Written by Lilani Goonesena.
The Tamar Valley north of Launceston is yet another beautiful part of Tasmania. Brilliant blue skies and neat rows of curled brown stalks on rolling green hills stretch in every direction.
The Tamar is known for its cool climate Chardonnay, Pinot Noir and sparkling wines. And one of its flagship producers is the award-winning Josef Chromy Wines, the fourth largest winery in the region.
Josef Chromy is a famous figure in the Tasmania wine industry and a true self-made success story. He developed and sold many well-known wineries including Jansz, Bay of Fires, and Tamar Ridge before opening his apical winery in 2007 at age 74. Now, at age 83, he is still very much involved in the business.
Dave Milne, the sales and marketing manager showed us around the winery.

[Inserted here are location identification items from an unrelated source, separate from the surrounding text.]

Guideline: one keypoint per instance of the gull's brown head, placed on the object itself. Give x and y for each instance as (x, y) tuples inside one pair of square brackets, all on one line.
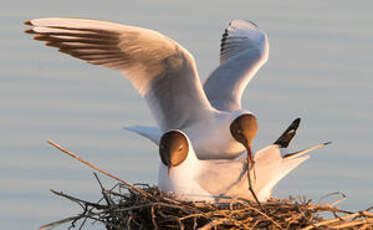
[(243, 130), (173, 148)]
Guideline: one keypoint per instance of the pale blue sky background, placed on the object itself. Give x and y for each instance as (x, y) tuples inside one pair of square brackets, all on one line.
[(320, 68)]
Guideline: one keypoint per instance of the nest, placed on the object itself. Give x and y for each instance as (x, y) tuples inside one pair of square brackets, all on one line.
[(140, 206)]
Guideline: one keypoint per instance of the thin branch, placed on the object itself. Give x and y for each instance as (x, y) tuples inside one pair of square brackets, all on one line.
[(62, 149)]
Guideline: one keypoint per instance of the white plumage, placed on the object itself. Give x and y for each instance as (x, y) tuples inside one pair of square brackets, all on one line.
[(165, 74)]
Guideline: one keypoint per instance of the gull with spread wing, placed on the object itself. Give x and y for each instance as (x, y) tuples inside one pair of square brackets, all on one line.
[(165, 74)]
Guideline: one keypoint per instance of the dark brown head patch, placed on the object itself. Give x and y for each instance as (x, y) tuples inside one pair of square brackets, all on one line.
[(173, 148)]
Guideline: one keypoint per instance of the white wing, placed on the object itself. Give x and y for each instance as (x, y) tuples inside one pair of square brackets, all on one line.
[(160, 69), (244, 49)]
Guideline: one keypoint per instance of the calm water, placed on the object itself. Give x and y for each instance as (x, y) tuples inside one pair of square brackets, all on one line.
[(320, 69)]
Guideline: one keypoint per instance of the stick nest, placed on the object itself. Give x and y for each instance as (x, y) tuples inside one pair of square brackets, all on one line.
[(140, 206)]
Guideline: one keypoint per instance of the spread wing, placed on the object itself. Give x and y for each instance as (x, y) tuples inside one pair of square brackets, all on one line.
[(244, 49), (160, 69)]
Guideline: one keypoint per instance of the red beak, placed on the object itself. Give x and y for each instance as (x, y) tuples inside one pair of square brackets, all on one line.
[(250, 155)]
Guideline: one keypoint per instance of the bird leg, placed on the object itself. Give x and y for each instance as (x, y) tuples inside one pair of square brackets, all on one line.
[(250, 162)]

“70 per cent of wines in Tasmania are sparkling, and our location is perfect for growing Chardonnay and Pinot Noir – the building blocks of sparkling wines”, he said. “The vineyard runs 2km down the side of a hill. The slopes allow for gentle air movement and provide a natural barrier to frost, and we’re protected on three sides by mountains”.
Alongside Chardonnay and Pinot Noir, the vineyard grows Riesling, Pinot Gris and Sauvignon Blanc. One third of their grapes go to contract buyers but the rest, all handpicked, are for the three Josef Chromy labels. The entry label, Pepik, refers to Joe’s nickname in his homeland, Czechoslovakia. Zdar is the limited release label and the name of Joe’s hometown. It also means ‘success’ in English.
The state of the art winery is the most advanced in Tasmania and is designed for minimal handling. “Our equipment is very gentle with the grapes”, said Dave.
Its innovative machinery includes the Smart Plunger, co-invented by Joe, which extracts colour and flavour from the skins during fermentation, a time-intensive process normally done by hand.
The winery is also innovative in its use of lightweight, low carbon, bottles for their Pepik label, a water-recycling plant and 400 solar panels to power the winery, restaurant and cellar door.
It was fascinating to visit such a successful winery and learn about their winemaking. Hanz Gueco, a chef from Café Paci in Sydney said, “As chefs we rarely delve into the wine side, which is half of the business. I really enjoyed seeing the whole picture from barrel to bottle”.